S4 Modèle Censi-BouvardLe marché de l’immobilier s’est enfin redressé en France en 2015, après des années de marasme post-crise. Et la tendance devrait se poursuivre tout au long de l’année 2016. Quant à l’immobilier de luxe, il est devenu une valeur refuge pour les investisseurs fortunés.

 

 

 

 

 

 

 

 

Dans l’immobilier comme ailleurs, le marché se divise schématiquement en deux mondes : celui de la grande majorité – qui cherche un logement pour y vivre ou une maison secondaire – et celui qui investit dans des logements hors de prix à la majorité. Dans ce groupe là, limité aux grandes fortunes, les prix atteignent des sommets parfois inimaginables. Ainsi, les biens à plus de 40 millions sont disputés par une très, très petite minorité.

 

Minorité fortement représentée par par une clientèle issue des pétromonarchies du Golfe : Dubaï, Qatar ou Arabie Saoudite. Sur les six derniers mois, ils se sont arrachés quasiment tous les biens situés au-delà de 40 millions d’euros dans la capitale française. Sans surprise, Paris regroupe la majorité des logements achetés et passe de la 10e à la 7e place du classement des villes les plus prisés des grandes fortunes du monde.
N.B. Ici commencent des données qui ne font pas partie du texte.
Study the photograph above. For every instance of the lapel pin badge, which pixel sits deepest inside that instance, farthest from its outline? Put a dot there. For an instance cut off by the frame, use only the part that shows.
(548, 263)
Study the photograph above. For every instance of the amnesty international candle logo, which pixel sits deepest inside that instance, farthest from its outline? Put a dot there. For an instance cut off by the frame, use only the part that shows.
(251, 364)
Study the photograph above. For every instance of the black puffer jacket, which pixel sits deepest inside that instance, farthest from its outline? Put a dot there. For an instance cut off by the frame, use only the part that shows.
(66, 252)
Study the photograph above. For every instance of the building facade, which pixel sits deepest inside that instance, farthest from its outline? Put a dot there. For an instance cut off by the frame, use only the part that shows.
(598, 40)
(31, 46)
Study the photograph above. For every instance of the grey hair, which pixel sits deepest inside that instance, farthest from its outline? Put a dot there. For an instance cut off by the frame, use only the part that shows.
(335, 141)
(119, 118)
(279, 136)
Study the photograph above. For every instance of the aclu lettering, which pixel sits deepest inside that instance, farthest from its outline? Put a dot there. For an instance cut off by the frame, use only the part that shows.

Le secteur se réveille après des années moroses

Si l’immobilier de luxe est un secteur à part, ne souffrant guère des crises à répétition, le marché plus “classique” s’est amélioré en 2015. Par les baisses conjuguées des prix et des taux tout d’abord, et par le succès des dispositifs d’incitation à l’investissement immobilier ensuite. La réforme du prêt à taux zéro – 40% du prix du logement couvert et ouverture à tout le territoire dans l’ancien sous conditions – devrait en outre permettre de soutenir la reprise.
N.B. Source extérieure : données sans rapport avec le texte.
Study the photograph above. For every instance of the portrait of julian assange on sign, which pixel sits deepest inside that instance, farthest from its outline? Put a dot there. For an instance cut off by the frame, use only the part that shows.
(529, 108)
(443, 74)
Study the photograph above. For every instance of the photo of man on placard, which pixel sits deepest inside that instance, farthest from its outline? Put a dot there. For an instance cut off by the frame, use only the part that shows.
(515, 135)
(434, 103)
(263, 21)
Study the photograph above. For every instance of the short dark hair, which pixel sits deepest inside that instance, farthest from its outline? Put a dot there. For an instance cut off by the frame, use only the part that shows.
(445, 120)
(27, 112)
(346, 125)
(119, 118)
Les professionnels de l’immobilier sont (presque) formels : l’environnement économique devrait rester favorable aux investissements dans la pierre tout au long de l’année 2016 : les taux devraient se maintenir aux alentours de 2,2% à 20 ans, même s’il faut s’attendre à des variations, et les prix ne devraient pas augmenter drastiquement dans les mois à venir. En France, l’immobilier ne profite pas qu’aux riches.